Abstract

The hallmark of innocent Cartesianism in the philosophy of mind is the claim that consciousness is irreducible. There have been intimations of this sort of view for a long time. In the early 1970s, Kripke was insisting that pain couldn't but be conscious and so couldn't be identical with C-fibre firing if, as he claimed it might, C-fibre firing could occur unconsciously. At about the same time, Nagel was pointing out that there is irreducibly something it is like to be in certain psychological states, and that this is what makes the mind–body problem intractable. Others, including John Searle, Colin McGinn, and Galen Strawson, have more recently said similar things. To the extent that these claims remain defensible, Cartesianism in the philosophy of mind is a live and respectable option. I shall begin by outlining unreconstructed Cartesianism about the mind and shall try to extract from that the elements of the corresponding innocent Cartesianism.
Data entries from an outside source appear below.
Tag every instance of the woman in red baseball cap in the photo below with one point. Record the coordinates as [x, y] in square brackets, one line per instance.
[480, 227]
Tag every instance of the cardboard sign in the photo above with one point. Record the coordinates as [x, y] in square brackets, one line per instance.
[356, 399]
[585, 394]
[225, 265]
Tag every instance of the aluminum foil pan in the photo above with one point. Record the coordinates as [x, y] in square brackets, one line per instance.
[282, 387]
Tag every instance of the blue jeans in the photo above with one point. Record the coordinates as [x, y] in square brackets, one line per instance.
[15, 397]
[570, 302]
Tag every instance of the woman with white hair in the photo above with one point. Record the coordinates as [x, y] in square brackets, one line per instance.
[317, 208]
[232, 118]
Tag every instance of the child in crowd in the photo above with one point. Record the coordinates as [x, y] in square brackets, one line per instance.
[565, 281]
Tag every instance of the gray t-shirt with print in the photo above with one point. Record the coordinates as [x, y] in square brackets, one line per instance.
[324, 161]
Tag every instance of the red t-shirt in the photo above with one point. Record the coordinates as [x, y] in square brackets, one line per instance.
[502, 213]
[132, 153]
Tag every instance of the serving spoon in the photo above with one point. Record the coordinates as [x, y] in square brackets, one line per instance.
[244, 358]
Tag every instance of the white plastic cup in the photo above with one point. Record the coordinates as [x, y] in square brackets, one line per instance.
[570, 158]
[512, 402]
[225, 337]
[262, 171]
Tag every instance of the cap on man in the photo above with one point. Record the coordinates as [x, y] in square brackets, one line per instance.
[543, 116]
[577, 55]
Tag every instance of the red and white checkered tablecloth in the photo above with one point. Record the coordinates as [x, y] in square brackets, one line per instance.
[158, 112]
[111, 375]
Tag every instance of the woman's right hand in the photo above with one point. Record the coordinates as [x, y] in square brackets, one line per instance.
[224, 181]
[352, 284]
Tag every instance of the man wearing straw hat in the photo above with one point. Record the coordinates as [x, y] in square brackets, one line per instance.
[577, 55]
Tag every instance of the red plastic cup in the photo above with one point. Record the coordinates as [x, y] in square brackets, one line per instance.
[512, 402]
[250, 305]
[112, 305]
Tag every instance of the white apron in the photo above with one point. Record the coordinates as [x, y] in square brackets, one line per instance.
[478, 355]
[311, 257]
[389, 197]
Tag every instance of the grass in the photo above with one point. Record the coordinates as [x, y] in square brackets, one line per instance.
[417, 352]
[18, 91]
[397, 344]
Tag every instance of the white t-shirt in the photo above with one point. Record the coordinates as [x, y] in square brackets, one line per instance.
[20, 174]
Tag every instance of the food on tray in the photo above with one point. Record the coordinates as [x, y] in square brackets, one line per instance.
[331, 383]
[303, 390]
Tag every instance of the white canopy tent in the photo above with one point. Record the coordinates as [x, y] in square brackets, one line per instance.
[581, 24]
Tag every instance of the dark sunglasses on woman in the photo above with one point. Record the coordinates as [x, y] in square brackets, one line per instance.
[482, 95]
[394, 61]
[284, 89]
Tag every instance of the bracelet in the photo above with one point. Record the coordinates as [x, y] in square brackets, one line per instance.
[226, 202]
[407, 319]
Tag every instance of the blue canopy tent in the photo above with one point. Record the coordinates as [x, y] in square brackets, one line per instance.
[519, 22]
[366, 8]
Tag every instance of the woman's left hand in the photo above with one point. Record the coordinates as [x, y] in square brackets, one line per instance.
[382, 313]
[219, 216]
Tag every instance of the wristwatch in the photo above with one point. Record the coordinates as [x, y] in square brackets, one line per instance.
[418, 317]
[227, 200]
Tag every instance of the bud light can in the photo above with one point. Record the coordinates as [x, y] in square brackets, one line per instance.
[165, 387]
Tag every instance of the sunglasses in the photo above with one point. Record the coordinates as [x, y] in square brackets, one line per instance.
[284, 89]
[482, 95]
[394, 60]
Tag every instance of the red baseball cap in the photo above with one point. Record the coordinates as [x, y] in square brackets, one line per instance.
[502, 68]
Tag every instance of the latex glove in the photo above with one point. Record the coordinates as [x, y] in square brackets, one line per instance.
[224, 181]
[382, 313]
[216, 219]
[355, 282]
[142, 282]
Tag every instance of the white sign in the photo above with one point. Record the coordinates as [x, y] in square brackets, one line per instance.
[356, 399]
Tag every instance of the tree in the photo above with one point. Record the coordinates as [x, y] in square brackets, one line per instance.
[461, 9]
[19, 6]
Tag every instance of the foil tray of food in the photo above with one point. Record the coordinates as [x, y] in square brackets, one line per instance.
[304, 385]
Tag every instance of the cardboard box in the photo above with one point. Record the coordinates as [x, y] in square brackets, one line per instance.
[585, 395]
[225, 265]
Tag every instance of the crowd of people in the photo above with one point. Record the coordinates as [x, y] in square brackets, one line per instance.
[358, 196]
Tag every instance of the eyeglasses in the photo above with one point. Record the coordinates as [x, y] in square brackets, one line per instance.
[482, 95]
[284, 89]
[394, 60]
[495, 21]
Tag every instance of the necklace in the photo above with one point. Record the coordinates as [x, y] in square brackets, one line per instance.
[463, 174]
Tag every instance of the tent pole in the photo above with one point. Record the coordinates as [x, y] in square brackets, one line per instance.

Turning to signs of that latter position in the current philosophy of mind, I shall consider briefly what Galen Strawson calls ‘naturalised Cartesianism’. Although I am sympathetic to Strawson's view, I do not want to endorse it in its entirety: There is a strong – and defensible – anti -naturalism in Descartes's philosophy of mind, and perhaps that deserves to be preserved in an innocent but latter-day Cartesian position. A similar thought is prompted by other writings from the twentieth-century philosophy of mind, notably McGinn on consciousness.